First of all, thank you very much for the review! I am still learning with
many things and your feedback is very much appreciated!

>First off: On Linux, as far as I know, chroots were never meant to be a
security feature, and chroot "jails" break in a number of different ways. A
lot of effort went into making bind mounts actually secure with reasonable
performance, and I doubt that >something like this can provide anything
close to that, at least not without gigantic runtime overhead. Instead of
making people believe that it's now okay to use chroot for security, I would
very much prefer to keep the "never use this for security >purposes" warning
in the chroot() manpage and encourage people to use namespaces with bind
mounts instead.

I am aware that chroot jail should not be used for security purposes, but
reality is that it is *used* in many places at least with some intention of
getting a better security. I don't believe there is any person nowadays who
believes that chroot is secure, but because it is super light-weight (even
compare with namespaces setup) and because of legacy concerns, it is still
there. I don't also claim that this LSM make chroot *fully* secure (as you
mentioned below some important features are still missing) and it would
never be as strong as full namespace-based solution, but practical problem
with namespaces is that it isn't that easy to setup them up properly and
possibility of making configuration mistake is still quite high.
About the performance overhead, I actually don't believe it would be that
gigantic (especially when we get proper LSM stacking in place that
eliminates the need to store internal list and do searches), but of course
any LSM has performance impact, especially with the hooks on the filesystem.

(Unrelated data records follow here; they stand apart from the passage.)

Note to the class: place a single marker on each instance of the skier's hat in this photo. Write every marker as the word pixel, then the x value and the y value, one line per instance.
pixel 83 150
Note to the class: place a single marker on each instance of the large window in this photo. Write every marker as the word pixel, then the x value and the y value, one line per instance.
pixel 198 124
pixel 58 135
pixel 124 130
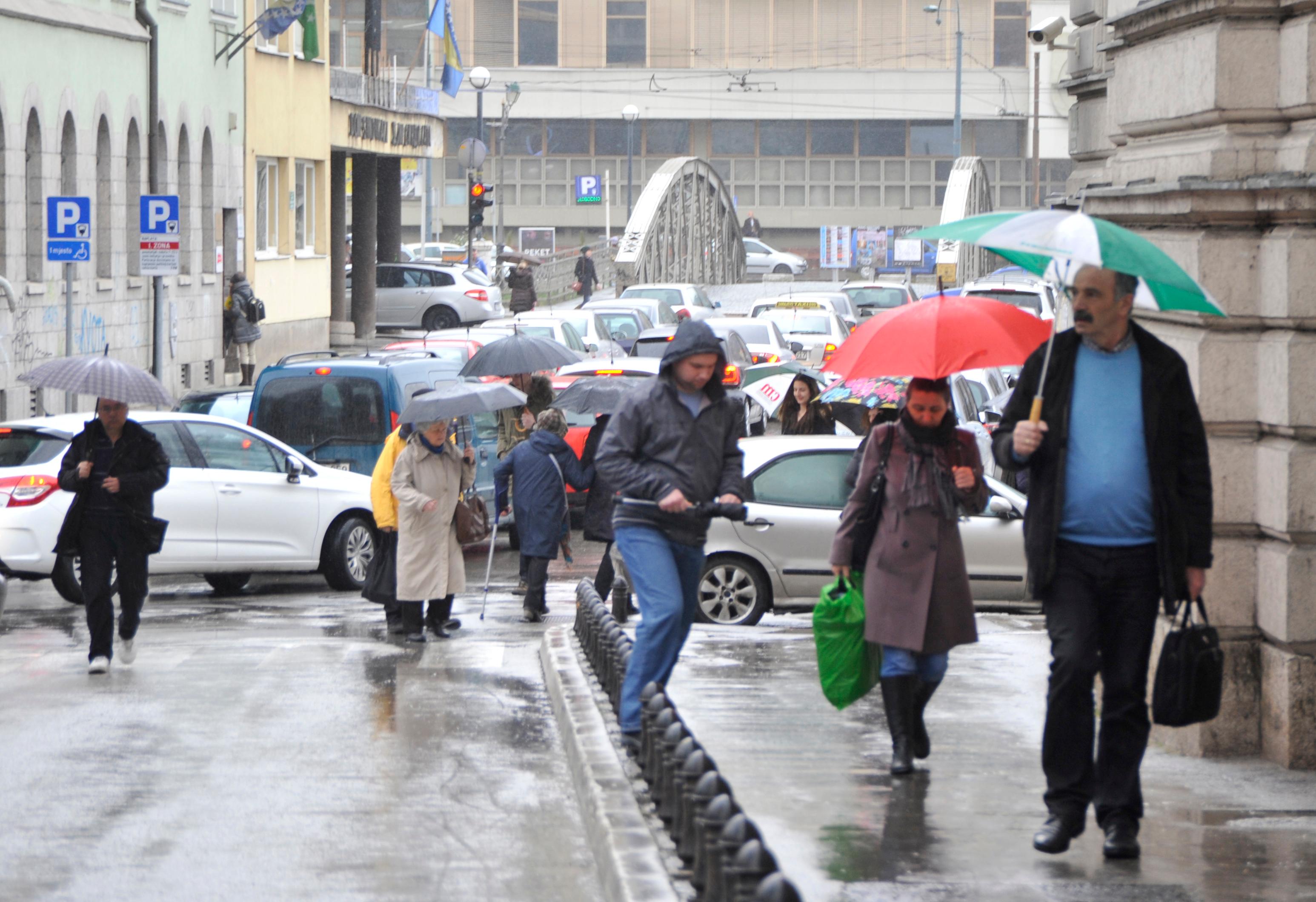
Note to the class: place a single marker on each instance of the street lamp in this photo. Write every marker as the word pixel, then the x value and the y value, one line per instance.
pixel 631 114
pixel 960 63
pixel 510 97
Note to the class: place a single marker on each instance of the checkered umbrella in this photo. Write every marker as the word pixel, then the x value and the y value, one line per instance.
pixel 100 375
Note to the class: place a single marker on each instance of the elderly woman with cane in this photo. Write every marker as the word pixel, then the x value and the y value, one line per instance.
pixel 918 602
pixel 428 482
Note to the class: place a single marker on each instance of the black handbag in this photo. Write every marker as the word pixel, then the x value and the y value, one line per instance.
pixel 867 525
pixel 1190 674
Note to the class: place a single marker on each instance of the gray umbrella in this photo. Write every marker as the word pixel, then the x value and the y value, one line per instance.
pixel 460 400
pixel 100 375
pixel 519 353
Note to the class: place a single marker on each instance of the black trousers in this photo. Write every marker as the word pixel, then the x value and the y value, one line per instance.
pixel 1101 614
pixel 536 580
pixel 109 541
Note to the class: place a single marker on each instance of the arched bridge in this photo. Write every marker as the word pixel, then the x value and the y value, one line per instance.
pixel 684 229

And don't take me wrong, I do personally like namespaces very much. Just
usecases  I am trying to address with this are very different. 

> I think that a somewhat more formal specification of what this is supposed
to be good for might help.
Yes, I think this make sense. It would clarify on when you should use this
(in cases when you do need to use chroot only but want to make it a degree
better).

>As far as I can tell, you haven't done anything to restrict the access to
unix domain sockets or ptrace, which are probably the main tricks people
would actually use to break out of a chroot "jail". Instead, you add support
for some weird edgecase things like >"if you are privileged and inside a
chroot, you can renice processes outside the chroot".

Supporting unix domain sockets is in plans, I was looking into all GRKERNSEC
features and working them one by one. I first processed all features that
can be easily moved into existing LSM hooks, and nice was one of them. Then
I started adding new hooks for the rest of features. But at some point I
just exceeded my threshold of confidence with all the changes and hooks I am
making (unix domain sockets might need further new hooks), so I wanted to
bring this out for review earlier than later. 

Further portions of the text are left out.